Mary Lamb

(1764 - 1847)

Mary Anne Lamb was born in London, one of three surviving children of John and Elizabeth Lamb. Both parents worked for a barrister and were considered educated for the time period, and Lamb and her brothers John Jr. and Charles were exposed to London’s rich literary life through sightings of Samuel Johnson, Oliver Goldsmith, and others in their daily lives. Lamb worked as a seamstress to contribute to her family, but by the mid-1790s, the strain on her was great: she was responsible for a young apprentice and was the primary caretaker for her father, mother, and younger brother, who were all disabled to varying degrees and dependent on her. She suffered a mental breakdown and stabbed her mother to death. After six months in a mental home, her brother Charles took her out and set up house with her outside of London. The siblings would remain companions for their whole lives, with Lamb entering institutions temporarily whenever she and Charles felt her mental health was declining.

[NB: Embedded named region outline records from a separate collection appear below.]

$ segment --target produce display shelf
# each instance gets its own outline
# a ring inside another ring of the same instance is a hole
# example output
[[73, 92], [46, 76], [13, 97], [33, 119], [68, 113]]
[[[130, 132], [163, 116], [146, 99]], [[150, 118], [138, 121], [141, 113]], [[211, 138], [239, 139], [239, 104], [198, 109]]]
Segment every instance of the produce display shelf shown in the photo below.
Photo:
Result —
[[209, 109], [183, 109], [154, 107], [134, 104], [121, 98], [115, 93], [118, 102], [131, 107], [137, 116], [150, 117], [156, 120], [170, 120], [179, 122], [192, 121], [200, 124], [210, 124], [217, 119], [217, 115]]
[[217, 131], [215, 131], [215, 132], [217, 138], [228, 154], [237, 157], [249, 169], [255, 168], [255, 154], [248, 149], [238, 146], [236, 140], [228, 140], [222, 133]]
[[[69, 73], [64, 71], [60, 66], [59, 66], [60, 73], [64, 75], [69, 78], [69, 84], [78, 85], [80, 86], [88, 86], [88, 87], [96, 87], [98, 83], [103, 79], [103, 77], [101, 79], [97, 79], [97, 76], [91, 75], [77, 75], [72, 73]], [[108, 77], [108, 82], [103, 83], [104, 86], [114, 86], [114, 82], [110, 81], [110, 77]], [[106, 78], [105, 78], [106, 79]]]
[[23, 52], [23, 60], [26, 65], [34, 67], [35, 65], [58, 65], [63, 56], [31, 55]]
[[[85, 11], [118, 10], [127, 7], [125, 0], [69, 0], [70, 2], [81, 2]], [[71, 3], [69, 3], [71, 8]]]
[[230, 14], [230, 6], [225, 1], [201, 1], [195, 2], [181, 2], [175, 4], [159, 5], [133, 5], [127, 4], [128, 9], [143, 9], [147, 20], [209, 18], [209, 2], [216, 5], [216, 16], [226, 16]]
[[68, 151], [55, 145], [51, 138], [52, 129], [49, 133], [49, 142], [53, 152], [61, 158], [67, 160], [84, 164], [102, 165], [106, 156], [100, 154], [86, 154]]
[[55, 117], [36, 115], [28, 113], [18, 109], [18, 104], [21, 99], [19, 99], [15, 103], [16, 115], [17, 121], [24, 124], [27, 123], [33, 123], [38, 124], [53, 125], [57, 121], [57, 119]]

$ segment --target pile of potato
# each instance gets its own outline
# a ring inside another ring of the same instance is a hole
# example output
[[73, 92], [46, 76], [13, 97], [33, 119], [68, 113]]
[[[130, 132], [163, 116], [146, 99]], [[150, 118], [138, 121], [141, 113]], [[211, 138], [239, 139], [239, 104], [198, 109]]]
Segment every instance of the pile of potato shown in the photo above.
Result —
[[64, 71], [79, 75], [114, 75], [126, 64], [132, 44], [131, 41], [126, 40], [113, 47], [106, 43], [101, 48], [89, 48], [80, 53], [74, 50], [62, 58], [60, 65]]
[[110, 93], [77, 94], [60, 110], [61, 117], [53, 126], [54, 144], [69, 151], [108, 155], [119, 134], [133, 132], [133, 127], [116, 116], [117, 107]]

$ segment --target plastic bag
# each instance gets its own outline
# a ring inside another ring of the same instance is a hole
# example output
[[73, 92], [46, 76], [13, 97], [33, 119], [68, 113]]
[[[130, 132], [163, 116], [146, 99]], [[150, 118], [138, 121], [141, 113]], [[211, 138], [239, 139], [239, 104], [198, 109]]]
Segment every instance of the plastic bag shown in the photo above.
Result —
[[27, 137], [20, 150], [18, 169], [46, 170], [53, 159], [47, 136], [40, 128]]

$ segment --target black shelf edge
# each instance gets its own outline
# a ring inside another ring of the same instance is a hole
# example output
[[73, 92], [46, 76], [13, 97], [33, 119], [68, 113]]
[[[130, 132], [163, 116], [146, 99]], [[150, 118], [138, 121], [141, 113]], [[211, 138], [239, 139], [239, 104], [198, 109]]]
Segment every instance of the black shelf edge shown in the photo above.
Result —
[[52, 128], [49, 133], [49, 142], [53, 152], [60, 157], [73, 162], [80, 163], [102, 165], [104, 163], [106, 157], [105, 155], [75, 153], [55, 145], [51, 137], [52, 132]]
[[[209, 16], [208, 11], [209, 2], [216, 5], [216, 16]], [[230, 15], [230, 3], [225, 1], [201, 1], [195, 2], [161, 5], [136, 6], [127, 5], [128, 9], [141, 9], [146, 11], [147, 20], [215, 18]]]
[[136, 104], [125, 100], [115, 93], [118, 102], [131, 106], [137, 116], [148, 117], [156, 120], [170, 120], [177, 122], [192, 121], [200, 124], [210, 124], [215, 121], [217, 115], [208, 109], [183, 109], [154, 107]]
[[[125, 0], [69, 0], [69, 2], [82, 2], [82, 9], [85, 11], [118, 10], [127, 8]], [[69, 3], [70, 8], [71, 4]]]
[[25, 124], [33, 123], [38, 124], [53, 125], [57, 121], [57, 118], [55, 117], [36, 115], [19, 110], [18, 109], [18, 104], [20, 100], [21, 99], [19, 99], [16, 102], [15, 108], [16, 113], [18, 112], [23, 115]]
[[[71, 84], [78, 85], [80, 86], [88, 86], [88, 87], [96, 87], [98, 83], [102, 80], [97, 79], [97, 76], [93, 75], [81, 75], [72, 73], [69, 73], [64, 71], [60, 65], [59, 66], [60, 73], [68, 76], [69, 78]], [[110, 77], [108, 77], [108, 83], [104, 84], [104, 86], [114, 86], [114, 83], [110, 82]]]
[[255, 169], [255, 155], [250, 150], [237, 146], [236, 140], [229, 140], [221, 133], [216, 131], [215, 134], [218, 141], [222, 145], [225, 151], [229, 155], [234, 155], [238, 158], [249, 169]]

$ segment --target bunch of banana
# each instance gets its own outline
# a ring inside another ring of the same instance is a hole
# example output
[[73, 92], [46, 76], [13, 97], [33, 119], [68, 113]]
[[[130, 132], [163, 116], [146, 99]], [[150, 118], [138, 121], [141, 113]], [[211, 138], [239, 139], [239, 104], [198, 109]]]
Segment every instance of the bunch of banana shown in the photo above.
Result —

The two Lambs were close with literary figures such as Samuel Taylor Coleridge, William Wordsworth, and Dorothy Wordsworth and drew together a literary circle of their own. Mary Wollstonecraft’s widower, William Godwin, and his second wife invited the pair to contribute to an anthology of stories for children, which inspired them to collaborate on the highly successful Tales from Shakespeare. Another collaboration followed, as well as children’s writing by Lamb alone. The siblings adopted a daughter, Emma Isola, in the 1820s, who lived with them for several years before leaving to work as a governess. Around this time, Lamb’s mental health and Charles’ physical health began to deteriorate, and after Charles’ death in 1834, Lamb lived with nurses for the rest of her life. She died in 1847.